“My Fellow Americans, Ask Not What Your Country Can Do For You, Ask What You Can Do For Your Country.” President John F. Kennedy
“Thank you for your service.” These are usually the words I hear once someone learns I served in the US Army. While I am grateful that the majority of our country appreciates the sacrifice of military service members, this statement always makes me wonder if we appreciate the service and sacrifice to our country of those outside of the US military.
My wife is a Registered Nurse and for the past three years has chosen to work at a women’s homeless shelter. Not because the pay is great, but because the women need her. After family members, friends and society have given up on these women, my wife stands ready to help them.
After graduating from a Top-25 law school, my younger brother turned down six-figure salaries at the nation’s top law firms to become an assistant-district attorney. He routinely works 80+ hours a week to ensure the law is upheld. If there is a murder or a child-pornography case, he has to examine every piece of evidence and interview each person involved. After experiencing the horrors of war, I know that these are things that you cannot un-see and will stay with you the rest of your life.
Two of my best friends are high school math teachers. When I think about it, I would much rather be back in Afghanistan, in the thick of a firefight, than in a high school classroom attempting to teach high-schoolers the nuances of calculus. Both of these individuals have an ability to explain the complexities of math so well that even I understand it. Their personalities are un-rivaled and with their intelligence, they could easily make five times the amount of money working in the private sector.

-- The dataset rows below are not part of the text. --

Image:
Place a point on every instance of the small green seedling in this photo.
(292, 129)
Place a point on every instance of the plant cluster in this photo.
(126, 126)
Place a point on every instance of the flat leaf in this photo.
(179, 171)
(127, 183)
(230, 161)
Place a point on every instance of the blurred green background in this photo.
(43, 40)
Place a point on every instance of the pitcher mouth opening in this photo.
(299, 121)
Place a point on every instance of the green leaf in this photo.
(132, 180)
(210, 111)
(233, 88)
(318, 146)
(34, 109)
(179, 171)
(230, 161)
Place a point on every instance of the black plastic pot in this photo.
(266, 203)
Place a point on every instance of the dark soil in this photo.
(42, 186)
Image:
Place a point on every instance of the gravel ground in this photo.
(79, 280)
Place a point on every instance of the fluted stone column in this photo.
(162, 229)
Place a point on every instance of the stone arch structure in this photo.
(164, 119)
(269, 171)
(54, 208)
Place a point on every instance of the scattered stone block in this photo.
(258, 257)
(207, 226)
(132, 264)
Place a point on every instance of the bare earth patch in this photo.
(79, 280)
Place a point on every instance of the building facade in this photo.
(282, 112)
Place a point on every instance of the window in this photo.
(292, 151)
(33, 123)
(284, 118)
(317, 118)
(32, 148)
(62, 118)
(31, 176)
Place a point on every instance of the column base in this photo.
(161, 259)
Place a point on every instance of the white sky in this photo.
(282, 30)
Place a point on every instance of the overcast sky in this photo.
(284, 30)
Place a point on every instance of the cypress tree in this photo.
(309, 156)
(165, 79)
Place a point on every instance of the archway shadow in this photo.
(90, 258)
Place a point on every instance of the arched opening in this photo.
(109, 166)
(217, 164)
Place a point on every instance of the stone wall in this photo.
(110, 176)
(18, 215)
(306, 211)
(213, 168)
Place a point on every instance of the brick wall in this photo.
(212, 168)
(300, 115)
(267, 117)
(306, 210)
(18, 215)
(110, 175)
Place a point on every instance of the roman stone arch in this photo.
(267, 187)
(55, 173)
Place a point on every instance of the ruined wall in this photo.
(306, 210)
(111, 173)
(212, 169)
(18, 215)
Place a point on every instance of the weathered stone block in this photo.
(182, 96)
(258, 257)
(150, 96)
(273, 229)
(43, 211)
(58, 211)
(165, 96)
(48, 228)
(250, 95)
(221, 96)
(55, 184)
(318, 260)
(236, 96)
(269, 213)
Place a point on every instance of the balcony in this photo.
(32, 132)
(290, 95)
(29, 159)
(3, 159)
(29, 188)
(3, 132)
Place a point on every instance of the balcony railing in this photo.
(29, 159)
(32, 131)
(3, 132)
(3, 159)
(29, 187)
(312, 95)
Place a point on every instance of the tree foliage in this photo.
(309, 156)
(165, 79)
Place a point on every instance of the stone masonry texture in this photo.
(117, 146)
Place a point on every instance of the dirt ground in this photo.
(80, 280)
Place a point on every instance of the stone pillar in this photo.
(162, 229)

I could go on and on about the people I have met in my life that have served our country in various capacities. They are selfless individuals that realize there are things in life greater than themselves and their ambitions. These are the citizens that make our society not only function, but also thrive.

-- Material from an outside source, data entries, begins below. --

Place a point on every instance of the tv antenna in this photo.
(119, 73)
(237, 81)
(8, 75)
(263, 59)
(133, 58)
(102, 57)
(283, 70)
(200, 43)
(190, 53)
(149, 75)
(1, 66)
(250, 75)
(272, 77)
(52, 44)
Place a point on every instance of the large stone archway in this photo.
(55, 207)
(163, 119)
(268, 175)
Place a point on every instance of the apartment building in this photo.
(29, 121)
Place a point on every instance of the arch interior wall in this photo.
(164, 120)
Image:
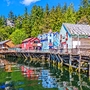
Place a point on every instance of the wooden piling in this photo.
(89, 68)
(79, 67)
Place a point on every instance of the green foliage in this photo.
(18, 36)
(41, 20)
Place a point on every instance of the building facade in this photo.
(49, 40)
(74, 36)
(31, 44)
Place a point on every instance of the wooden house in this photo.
(49, 40)
(74, 37)
(31, 44)
(5, 45)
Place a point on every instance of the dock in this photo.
(79, 62)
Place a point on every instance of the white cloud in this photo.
(28, 2)
(8, 2)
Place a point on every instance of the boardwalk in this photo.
(80, 61)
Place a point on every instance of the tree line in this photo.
(40, 20)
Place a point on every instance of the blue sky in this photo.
(17, 6)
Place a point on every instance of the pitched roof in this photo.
(2, 42)
(79, 29)
(30, 39)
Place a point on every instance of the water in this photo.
(41, 76)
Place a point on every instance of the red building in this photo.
(31, 44)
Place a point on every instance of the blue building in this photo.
(74, 36)
(49, 40)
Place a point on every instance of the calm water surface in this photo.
(42, 76)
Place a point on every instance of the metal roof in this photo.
(79, 29)
(2, 42)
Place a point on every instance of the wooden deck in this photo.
(77, 60)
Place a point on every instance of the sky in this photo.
(18, 6)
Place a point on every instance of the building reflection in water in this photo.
(47, 80)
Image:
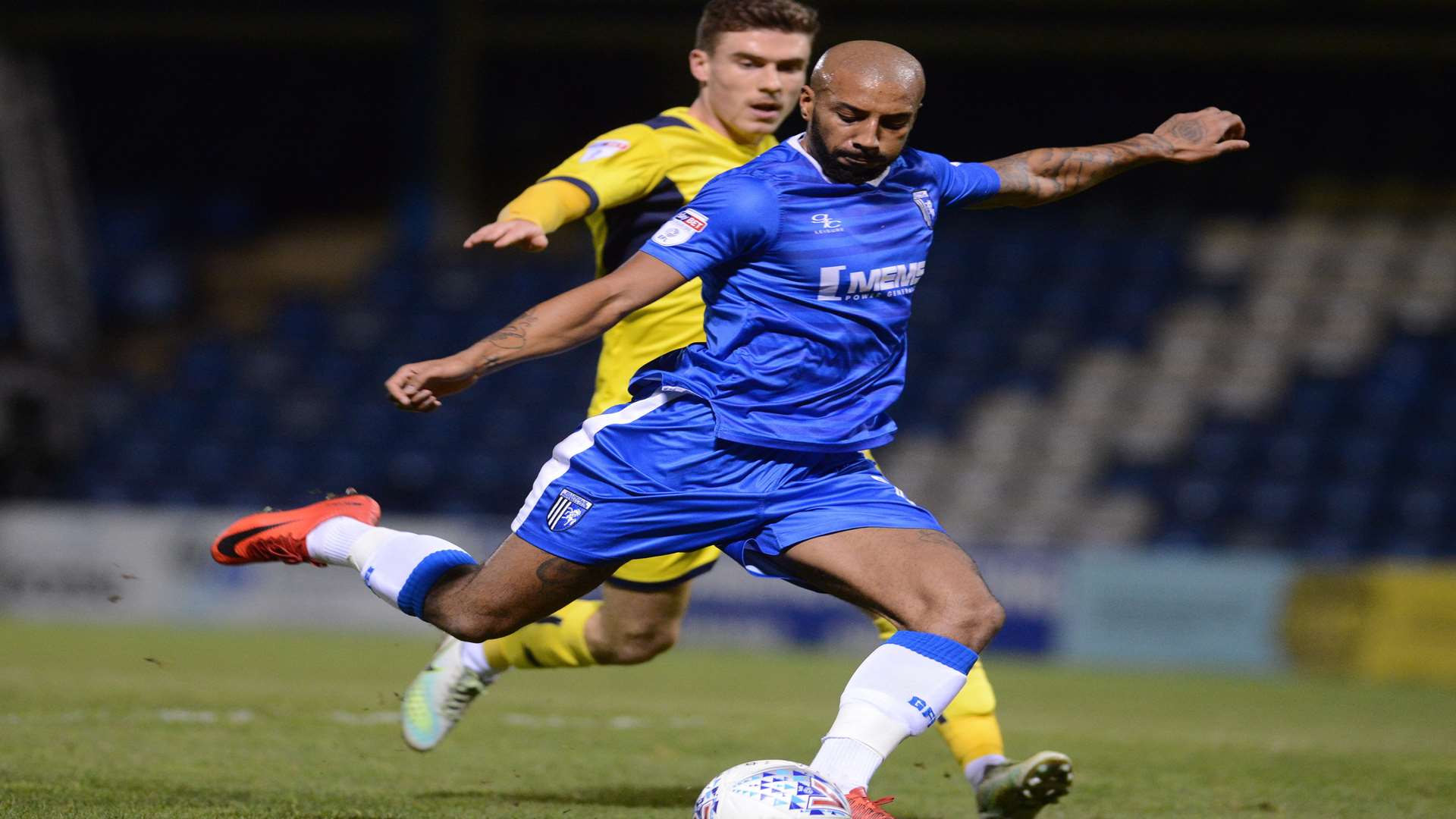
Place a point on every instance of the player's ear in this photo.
(698, 63)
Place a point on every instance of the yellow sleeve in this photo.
(551, 205)
(617, 168)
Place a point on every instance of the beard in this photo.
(835, 165)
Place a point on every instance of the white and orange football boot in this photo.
(862, 808)
(284, 535)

I used to think President Kennedy’s eternal words – “ask what you can do” – spoke only to military service; that the only way to serve my country, and the greater good, was to become a soldier. As a Green Beret I found it easy to contribute to society and solve problems most people were unwilling or unable to address. After medically retiring from the Army and drawing on the wisdom gained from years of military experience, I realize the President’s call to service does, and should, take different forms. So, for all those serving our country in whatever capacity they are able, thank you for your service.